Multimodal ultrasonic vibration (UV) assisted micro-forming has been widely investigated for its advantages of further reducing forming loads and improving forming quality. However, the influence mechanism of different UV modes on microstructure evolution and mechanical properties was still unclear. Multimodal UV assisted micro-compression tests on T2 copper with different grains and sample sizes were conducted in this study. The microstructure evolution for different UV modes was observed by EBSD. The results showed that the true stress reduction caused by UV was increased sequentially with tool ultrasonic vibration (TV), mold ultrasonic vibration (MV) and compound ultrasonic vibration (CV). The region of grain deformation was shifted along the direction of UV, and the MV promoted the uniform distribution of deformation stress.
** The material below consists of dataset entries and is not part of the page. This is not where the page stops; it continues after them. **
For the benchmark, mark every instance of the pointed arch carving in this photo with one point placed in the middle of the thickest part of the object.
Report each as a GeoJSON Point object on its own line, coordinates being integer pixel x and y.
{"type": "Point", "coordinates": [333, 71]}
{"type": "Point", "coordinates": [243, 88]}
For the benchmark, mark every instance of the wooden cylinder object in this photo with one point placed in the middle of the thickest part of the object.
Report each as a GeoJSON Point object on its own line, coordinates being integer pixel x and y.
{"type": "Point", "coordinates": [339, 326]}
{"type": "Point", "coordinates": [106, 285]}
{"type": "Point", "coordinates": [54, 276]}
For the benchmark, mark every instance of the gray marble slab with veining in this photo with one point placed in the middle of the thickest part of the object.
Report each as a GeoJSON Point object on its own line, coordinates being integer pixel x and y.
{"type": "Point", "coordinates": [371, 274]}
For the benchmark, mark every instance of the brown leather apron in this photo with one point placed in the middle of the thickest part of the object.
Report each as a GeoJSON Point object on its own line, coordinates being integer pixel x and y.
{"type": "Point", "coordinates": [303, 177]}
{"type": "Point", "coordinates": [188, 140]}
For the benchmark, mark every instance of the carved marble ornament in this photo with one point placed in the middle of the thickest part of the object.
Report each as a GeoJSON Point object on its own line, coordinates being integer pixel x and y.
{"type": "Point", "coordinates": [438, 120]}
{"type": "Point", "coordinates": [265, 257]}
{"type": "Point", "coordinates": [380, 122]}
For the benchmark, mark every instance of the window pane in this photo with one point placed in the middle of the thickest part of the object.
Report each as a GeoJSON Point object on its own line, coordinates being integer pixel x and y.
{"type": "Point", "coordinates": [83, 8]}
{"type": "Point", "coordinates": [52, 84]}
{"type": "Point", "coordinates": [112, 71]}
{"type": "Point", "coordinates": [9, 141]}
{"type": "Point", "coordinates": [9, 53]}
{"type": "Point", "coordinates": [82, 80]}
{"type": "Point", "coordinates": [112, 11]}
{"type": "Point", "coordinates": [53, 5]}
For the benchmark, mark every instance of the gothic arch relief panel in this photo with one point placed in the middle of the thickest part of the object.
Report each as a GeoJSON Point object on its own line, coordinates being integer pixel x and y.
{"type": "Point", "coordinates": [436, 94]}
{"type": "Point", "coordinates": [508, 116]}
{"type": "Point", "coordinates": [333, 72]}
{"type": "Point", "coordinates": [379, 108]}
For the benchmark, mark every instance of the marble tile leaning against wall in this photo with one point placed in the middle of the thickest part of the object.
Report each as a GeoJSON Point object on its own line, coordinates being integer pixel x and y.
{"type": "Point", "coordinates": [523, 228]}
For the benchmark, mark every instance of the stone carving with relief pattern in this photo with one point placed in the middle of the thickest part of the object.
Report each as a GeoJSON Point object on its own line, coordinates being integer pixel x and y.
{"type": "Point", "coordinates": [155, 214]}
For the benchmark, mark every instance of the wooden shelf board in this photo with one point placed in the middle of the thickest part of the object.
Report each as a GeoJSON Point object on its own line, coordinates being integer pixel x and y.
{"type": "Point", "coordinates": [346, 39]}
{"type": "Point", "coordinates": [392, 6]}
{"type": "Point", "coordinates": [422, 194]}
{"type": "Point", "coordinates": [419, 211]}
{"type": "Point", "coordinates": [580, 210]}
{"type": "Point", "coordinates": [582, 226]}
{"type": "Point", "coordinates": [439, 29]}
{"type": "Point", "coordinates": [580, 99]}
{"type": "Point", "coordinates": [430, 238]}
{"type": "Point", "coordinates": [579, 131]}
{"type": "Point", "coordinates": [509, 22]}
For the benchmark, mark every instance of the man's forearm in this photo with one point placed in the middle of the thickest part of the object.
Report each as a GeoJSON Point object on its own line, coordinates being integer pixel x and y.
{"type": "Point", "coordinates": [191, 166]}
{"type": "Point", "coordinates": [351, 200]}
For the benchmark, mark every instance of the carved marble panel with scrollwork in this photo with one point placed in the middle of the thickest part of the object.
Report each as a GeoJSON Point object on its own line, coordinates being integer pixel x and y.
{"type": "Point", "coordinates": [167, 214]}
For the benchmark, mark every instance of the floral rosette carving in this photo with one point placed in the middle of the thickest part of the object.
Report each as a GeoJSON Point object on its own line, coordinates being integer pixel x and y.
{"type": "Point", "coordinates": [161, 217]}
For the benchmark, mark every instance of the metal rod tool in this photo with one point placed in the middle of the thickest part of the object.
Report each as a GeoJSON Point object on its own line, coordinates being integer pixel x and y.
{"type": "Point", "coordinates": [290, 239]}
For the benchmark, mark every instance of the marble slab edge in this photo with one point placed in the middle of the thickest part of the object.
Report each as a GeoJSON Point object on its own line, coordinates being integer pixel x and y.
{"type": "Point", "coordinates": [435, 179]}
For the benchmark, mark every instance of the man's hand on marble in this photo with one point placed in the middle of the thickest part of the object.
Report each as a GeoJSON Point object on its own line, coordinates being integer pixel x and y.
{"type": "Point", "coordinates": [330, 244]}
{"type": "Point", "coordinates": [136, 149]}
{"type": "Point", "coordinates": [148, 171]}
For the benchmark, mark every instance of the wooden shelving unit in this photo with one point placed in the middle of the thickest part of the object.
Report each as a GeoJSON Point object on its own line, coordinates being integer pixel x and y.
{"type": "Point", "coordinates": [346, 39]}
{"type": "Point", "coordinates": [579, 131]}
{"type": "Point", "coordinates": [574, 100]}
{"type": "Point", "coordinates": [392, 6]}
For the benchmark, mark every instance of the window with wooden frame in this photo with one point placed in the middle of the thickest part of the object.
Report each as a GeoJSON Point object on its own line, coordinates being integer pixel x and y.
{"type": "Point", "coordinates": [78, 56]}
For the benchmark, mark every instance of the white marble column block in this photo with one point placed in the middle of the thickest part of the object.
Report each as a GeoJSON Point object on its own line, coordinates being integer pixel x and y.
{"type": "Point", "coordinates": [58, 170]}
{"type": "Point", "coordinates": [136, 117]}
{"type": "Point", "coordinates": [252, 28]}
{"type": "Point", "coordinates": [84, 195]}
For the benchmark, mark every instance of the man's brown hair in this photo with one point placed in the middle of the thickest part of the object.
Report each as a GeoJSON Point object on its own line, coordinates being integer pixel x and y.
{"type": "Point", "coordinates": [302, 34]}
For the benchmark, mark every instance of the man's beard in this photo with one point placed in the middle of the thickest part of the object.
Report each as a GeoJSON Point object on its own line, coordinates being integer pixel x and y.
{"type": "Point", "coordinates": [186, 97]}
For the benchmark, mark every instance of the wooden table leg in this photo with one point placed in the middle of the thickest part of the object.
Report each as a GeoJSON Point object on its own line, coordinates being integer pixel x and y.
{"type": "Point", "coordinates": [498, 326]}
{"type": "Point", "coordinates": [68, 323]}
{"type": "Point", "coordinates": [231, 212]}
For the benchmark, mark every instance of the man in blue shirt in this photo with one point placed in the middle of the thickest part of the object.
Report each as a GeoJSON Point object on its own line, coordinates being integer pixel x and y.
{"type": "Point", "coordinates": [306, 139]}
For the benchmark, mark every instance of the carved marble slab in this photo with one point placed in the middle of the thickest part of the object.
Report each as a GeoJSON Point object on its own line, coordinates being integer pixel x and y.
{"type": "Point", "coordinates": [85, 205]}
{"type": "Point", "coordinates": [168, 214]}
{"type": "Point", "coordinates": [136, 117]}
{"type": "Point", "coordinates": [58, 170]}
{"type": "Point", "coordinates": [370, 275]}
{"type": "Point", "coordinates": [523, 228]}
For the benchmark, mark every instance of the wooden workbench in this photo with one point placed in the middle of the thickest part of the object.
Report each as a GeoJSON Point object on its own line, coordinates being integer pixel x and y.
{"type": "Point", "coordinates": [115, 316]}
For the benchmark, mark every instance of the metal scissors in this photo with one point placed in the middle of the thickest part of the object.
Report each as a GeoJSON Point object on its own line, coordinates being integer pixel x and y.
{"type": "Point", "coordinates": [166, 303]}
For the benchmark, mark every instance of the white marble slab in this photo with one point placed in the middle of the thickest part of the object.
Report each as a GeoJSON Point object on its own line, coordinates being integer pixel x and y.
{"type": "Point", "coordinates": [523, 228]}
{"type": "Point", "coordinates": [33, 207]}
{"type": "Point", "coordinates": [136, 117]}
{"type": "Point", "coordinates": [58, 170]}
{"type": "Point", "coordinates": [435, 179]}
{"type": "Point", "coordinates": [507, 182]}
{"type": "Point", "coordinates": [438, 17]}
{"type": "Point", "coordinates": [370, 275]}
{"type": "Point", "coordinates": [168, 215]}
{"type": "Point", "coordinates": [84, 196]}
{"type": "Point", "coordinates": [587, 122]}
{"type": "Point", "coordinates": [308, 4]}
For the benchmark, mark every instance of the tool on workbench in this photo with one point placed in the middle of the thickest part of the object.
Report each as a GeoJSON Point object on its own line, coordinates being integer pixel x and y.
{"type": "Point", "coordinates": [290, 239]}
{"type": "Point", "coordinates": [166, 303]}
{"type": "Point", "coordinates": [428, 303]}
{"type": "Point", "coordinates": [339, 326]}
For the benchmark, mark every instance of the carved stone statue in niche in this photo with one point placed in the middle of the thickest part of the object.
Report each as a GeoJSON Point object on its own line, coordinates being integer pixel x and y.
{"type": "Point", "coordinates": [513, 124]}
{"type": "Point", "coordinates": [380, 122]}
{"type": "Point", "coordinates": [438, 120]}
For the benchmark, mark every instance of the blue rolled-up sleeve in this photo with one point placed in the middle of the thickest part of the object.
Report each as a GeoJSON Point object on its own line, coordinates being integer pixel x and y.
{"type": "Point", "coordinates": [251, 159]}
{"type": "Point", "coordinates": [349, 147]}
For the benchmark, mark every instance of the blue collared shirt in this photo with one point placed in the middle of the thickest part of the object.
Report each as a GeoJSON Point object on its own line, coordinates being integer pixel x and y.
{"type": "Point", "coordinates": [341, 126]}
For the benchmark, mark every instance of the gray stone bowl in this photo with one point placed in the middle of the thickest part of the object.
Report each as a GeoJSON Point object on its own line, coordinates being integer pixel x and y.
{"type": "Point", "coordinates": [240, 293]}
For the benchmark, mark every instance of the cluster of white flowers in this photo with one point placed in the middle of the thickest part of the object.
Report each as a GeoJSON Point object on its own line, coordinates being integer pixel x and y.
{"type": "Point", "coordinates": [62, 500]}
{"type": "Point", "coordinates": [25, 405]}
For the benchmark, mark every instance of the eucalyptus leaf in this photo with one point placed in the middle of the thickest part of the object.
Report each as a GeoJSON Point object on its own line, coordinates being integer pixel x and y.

The grain refinement, fiber streamline density, grain deformation and rotation degree were further enhanced under CV, due to the synergistic effect of TV and MV. Additionally, a coupled theoretical model considering both acoustic softening effect and size effect was proposed for describing the mechanical properties. And a physical model of dislocation motion in different UV modes was developed for describing the microstructure evolution. The maximum error between the theoretical and experimental results was only 2.39%. This study provides a theoretical basis for the optimization of UV assisted micro-forming process.